研究課題
基盤研究(B)
異種臓器および細胞が長期間生着しない理由のひとつに、マクロファージの細胞傷害性が関与することが指摘されているが、詳細な機序は未だ解明されていない。マクロファージの自己寛容機構として、阻害受容体シグナル制御蛋白α(SIRPα)が自己細胞上のCD47(インテグリン関連蛋白質)を認識し貪食活性を抑制することが知られている。CD47分子は殆どの生体組織に表出し、ブタ細胞にも表出する。しかし、異種間ではCD47-SIRPαによるシグナル伝達が作動せず、貪食活性が抑制されないことを我々は証明した。さらに、遺伝子導入によりヒトCD47をブタ細胞上に表出させると、マクロファージによる貪食が回避できることを報告した。またCD47-SIRPαシグナルは獲得免疫応答にも重要な影響を来たす可能性が考えられる。異種移植でのT細胞性抗原認識におけるCD47-SIRPαシグナル不応答の関わりを解明する上で、まず我々はCFSE細胞質染色による細胞分裂の視覚化を応用した同種(allo)/異種(xeno:ブタ)リンパ球混合試験(CFSE-MLR)を用いてヒトCD4^+およびCD8^+T細胞の応答を解析した。

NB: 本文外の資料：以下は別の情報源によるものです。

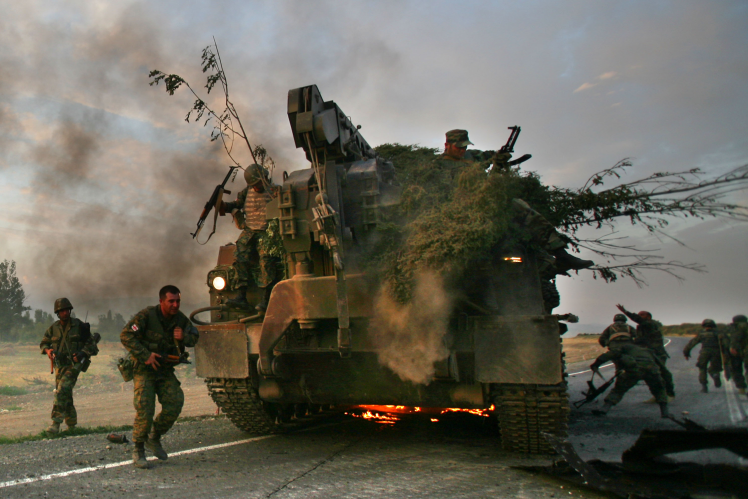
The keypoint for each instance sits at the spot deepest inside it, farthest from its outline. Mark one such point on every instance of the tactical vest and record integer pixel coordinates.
(709, 339)
(254, 210)
(158, 340)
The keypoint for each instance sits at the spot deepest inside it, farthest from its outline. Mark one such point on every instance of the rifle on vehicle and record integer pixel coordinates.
(593, 392)
(214, 198)
(508, 148)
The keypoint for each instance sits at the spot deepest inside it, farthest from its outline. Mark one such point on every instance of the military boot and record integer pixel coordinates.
(565, 261)
(603, 410)
(664, 413)
(138, 456)
(240, 300)
(153, 444)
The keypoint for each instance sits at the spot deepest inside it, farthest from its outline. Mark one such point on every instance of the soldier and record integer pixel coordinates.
(69, 345)
(739, 350)
(649, 334)
(249, 214)
(617, 333)
(633, 363)
(710, 356)
(153, 339)
(456, 156)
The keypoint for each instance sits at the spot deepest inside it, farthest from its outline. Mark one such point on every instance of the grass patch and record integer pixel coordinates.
(12, 390)
(64, 434)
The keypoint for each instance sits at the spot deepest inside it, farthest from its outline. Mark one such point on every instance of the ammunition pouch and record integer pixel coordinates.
(125, 366)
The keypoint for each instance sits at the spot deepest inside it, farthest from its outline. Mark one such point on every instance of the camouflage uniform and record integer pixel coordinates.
(251, 258)
(633, 363)
(67, 340)
(739, 343)
(649, 334)
(710, 356)
(149, 331)
(616, 334)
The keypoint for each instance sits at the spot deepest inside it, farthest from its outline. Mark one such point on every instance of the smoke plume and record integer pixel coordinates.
(410, 338)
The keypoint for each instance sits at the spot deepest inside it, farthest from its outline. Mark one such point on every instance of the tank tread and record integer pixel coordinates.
(241, 403)
(527, 411)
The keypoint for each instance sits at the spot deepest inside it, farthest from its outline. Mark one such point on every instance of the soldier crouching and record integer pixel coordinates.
(153, 339)
(69, 345)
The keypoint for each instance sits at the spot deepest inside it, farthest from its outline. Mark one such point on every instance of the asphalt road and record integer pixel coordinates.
(607, 437)
(346, 457)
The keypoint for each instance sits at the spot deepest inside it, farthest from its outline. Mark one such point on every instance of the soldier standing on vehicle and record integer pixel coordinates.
(69, 345)
(739, 350)
(617, 333)
(710, 357)
(154, 338)
(251, 258)
(633, 363)
(457, 156)
(649, 334)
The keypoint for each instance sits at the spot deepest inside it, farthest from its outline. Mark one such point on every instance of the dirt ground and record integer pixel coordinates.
(101, 398)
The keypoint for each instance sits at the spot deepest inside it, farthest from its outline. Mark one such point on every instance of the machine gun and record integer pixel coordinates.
(593, 392)
(508, 148)
(214, 198)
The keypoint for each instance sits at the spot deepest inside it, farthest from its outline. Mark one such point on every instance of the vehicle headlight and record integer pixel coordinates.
(219, 283)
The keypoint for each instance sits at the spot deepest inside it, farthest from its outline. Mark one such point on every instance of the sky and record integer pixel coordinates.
(102, 181)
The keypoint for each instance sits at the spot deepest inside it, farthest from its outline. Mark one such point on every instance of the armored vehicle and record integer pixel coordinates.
(317, 345)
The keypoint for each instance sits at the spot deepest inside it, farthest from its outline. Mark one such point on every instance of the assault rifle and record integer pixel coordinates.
(508, 148)
(217, 193)
(593, 392)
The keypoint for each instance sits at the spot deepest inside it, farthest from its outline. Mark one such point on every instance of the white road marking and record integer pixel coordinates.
(21, 481)
(608, 364)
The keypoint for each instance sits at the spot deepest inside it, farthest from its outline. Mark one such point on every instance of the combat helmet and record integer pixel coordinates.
(253, 174)
(62, 304)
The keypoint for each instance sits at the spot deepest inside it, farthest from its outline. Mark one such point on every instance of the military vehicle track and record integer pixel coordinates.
(240, 402)
(524, 412)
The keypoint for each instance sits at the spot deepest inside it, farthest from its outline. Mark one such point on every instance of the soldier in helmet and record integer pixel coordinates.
(633, 364)
(649, 334)
(710, 357)
(152, 338)
(457, 156)
(69, 345)
(739, 350)
(617, 333)
(251, 258)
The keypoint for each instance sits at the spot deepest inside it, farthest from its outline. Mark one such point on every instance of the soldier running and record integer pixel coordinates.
(152, 339)
(633, 363)
(69, 345)
(739, 350)
(649, 334)
(710, 356)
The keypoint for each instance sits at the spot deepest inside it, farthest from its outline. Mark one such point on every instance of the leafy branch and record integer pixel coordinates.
(227, 125)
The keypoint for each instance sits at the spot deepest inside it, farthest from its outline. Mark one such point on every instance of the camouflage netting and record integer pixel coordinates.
(448, 216)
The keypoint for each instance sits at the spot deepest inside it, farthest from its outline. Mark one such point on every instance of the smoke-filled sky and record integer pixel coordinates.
(102, 180)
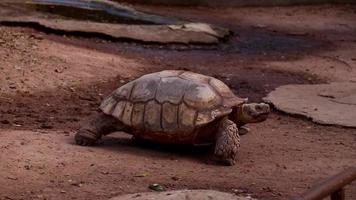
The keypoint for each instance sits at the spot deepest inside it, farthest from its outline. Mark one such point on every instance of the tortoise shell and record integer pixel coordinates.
(170, 101)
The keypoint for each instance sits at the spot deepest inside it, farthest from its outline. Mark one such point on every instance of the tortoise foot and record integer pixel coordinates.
(85, 138)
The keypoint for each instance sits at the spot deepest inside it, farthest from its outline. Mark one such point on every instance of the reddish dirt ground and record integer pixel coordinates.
(50, 84)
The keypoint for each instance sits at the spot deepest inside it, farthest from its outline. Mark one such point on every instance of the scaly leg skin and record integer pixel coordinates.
(243, 130)
(227, 142)
(101, 125)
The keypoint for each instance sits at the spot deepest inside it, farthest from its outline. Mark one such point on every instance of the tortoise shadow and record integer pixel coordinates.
(124, 143)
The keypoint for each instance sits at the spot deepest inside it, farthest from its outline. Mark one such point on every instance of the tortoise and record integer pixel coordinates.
(176, 106)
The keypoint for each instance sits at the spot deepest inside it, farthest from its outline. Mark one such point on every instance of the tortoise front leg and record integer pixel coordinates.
(91, 132)
(227, 142)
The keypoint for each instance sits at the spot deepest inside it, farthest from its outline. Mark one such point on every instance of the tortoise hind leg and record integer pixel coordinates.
(227, 142)
(91, 132)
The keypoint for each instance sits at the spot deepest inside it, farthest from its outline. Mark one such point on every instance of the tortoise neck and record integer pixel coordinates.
(237, 116)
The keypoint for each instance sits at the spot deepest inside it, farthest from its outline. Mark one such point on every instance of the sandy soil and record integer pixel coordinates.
(52, 83)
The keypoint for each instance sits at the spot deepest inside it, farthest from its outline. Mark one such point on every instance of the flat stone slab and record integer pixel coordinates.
(161, 30)
(181, 195)
(330, 104)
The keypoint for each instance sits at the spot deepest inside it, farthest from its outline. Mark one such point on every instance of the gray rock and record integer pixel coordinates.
(331, 104)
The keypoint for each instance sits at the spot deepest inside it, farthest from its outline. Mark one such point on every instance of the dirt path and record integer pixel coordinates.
(50, 84)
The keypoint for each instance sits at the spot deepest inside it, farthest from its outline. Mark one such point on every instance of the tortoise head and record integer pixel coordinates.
(252, 113)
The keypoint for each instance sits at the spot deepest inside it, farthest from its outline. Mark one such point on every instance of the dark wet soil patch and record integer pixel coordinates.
(68, 12)
(257, 83)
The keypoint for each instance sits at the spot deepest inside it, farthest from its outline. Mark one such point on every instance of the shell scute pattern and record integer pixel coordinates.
(170, 117)
(201, 96)
(152, 116)
(137, 117)
(171, 89)
(145, 89)
(170, 101)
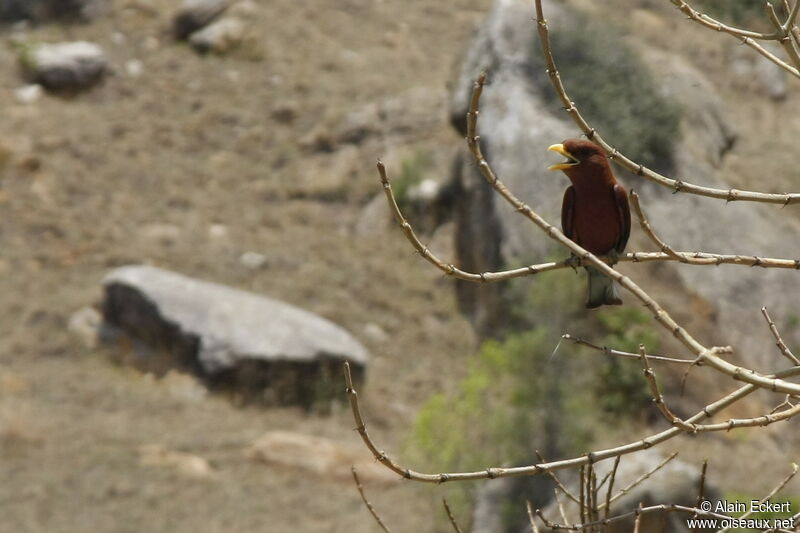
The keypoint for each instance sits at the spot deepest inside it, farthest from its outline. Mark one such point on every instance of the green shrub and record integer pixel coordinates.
(413, 170)
(613, 89)
(622, 389)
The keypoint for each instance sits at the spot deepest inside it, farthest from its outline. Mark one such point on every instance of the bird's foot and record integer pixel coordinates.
(573, 262)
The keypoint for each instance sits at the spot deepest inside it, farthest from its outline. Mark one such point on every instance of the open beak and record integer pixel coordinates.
(570, 162)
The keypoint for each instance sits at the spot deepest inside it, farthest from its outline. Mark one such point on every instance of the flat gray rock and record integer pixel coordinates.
(69, 66)
(228, 334)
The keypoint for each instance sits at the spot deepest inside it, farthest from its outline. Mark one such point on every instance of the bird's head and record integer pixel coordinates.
(583, 157)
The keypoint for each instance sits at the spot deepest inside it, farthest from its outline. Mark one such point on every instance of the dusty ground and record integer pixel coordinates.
(186, 167)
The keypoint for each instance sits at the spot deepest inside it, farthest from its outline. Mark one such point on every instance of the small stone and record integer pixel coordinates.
(218, 231)
(219, 37)
(28, 94)
(165, 234)
(134, 68)
(64, 66)
(253, 260)
(156, 455)
(285, 112)
(193, 15)
(151, 43)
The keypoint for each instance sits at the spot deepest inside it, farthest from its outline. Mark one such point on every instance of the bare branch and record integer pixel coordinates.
(785, 351)
(560, 486)
(648, 229)
(729, 195)
(619, 353)
(770, 56)
(708, 355)
(658, 399)
(701, 487)
(532, 470)
(691, 258)
(607, 505)
(638, 520)
(784, 35)
(716, 25)
(450, 516)
(371, 509)
(534, 527)
(641, 478)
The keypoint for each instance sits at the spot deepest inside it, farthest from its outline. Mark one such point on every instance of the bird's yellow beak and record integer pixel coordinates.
(571, 159)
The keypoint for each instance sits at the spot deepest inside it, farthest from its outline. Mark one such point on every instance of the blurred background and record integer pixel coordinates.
(235, 142)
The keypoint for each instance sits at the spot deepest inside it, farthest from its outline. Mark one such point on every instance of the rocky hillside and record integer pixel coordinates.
(251, 164)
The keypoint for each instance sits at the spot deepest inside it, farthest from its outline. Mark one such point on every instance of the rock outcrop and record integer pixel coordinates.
(261, 347)
(516, 126)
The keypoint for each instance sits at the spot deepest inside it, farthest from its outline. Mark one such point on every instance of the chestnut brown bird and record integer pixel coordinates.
(595, 212)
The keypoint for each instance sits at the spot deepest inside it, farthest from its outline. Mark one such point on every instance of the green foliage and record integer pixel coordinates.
(621, 388)
(496, 413)
(613, 89)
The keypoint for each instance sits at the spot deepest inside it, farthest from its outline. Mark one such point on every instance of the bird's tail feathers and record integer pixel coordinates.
(602, 290)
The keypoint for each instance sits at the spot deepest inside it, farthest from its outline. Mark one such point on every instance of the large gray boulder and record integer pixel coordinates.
(232, 337)
(516, 126)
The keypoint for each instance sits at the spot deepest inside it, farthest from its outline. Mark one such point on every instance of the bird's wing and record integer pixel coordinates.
(568, 212)
(624, 213)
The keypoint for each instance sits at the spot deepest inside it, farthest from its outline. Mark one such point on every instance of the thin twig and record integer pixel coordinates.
(371, 509)
(560, 505)
(638, 520)
(689, 258)
(619, 353)
(650, 232)
(785, 351)
(557, 481)
(634, 167)
(534, 527)
(610, 488)
(701, 486)
(532, 470)
(711, 356)
(642, 478)
(713, 24)
(658, 399)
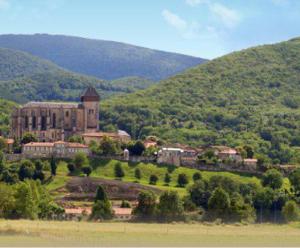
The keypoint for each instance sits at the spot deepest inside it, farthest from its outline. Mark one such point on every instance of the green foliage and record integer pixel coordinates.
(28, 137)
(119, 172)
(104, 59)
(109, 146)
(294, 178)
(102, 209)
(137, 174)
(146, 207)
(182, 180)
(87, 170)
(26, 170)
(125, 204)
(167, 178)
(234, 100)
(272, 178)
(80, 160)
(136, 148)
(290, 211)
(170, 207)
(197, 176)
(153, 179)
(100, 194)
(219, 204)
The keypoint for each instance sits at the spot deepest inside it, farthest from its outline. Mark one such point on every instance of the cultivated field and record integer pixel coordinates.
(38, 233)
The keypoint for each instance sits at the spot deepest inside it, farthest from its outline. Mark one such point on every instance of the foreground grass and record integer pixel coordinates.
(39, 233)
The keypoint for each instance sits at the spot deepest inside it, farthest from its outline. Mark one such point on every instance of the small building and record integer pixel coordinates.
(57, 149)
(170, 156)
(150, 143)
(122, 213)
(120, 136)
(9, 144)
(225, 153)
(251, 163)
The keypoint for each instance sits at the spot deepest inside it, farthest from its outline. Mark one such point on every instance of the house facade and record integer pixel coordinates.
(54, 121)
(55, 149)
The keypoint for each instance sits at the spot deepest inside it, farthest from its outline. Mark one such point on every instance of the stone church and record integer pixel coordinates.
(53, 121)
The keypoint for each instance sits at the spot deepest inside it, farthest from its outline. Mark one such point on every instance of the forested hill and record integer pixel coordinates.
(248, 97)
(24, 77)
(102, 59)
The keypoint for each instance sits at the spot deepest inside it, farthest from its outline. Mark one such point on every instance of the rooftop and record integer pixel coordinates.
(50, 105)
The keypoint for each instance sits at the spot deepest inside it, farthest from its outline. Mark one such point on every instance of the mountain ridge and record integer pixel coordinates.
(100, 58)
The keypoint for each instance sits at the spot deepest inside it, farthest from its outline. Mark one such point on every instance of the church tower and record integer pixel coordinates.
(90, 102)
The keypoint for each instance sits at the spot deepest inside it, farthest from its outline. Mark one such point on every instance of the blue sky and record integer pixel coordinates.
(204, 28)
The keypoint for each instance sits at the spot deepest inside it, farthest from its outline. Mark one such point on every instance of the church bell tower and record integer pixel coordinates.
(90, 101)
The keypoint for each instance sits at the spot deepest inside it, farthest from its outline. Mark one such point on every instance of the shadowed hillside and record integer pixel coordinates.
(248, 97)
(103, 59)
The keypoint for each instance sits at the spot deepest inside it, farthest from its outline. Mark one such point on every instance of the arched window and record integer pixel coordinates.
(44, 123)
(33, 122)
(53, 120)
(26, 121)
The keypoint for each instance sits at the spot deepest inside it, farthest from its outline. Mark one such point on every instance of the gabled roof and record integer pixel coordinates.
(90, 91)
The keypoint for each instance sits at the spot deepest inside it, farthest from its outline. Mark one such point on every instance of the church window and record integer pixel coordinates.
(53, 120)
(33, 122)
(44, 123)
(26, 122)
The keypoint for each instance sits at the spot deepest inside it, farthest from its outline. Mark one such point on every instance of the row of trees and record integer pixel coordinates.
(27, 200)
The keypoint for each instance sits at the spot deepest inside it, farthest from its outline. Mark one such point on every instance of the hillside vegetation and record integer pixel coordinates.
(102, 59)
(24, 77)
(247, 97)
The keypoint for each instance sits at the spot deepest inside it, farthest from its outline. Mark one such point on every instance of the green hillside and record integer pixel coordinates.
(24, 77)
(247, 97)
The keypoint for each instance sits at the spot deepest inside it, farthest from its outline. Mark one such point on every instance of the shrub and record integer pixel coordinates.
(87, 170)
(125, 204)
(71, 167)
(119, 173)
(182, 180)
(197, 176)
(290, 211)
(272, 178)
(137, 174)
(153, 179)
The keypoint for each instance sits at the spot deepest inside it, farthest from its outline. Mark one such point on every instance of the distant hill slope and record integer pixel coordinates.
(24, 77)
(248, 97)
(102, 59)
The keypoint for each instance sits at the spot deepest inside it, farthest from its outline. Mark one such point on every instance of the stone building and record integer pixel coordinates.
(57, 149)
(53, 121)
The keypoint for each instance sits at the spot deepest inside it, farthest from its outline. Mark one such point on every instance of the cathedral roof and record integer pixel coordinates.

Anti-alloと-xeno CD4^+T細胞クローンの存在比率に差を認めなかったが分裂指数はxenoにおいて有意に強く、反応系からCD4^+T細胞を除去するとanti-xeno CD8^+T細胞の分裂は有意に抑制された。また、反応系にヒトCD47-Fc融合蛋白を添加するとanti-xeno CD4^+T細胞の分裂は抑制されたことから、ブタ抗原提示細胞上のCD47とヒトT細胞上のSIRPの不応性ゆえT細胞への抑制シグナルが伝達されず、異種移植後には過剰なT細胞増殖がおこり激しい拒絶応答が起こることが解明された。ブタ細胞へのヒトCD47遺伝子導入により、従来克服できなかったanti-xeno T細胞応答の抑制が期待される。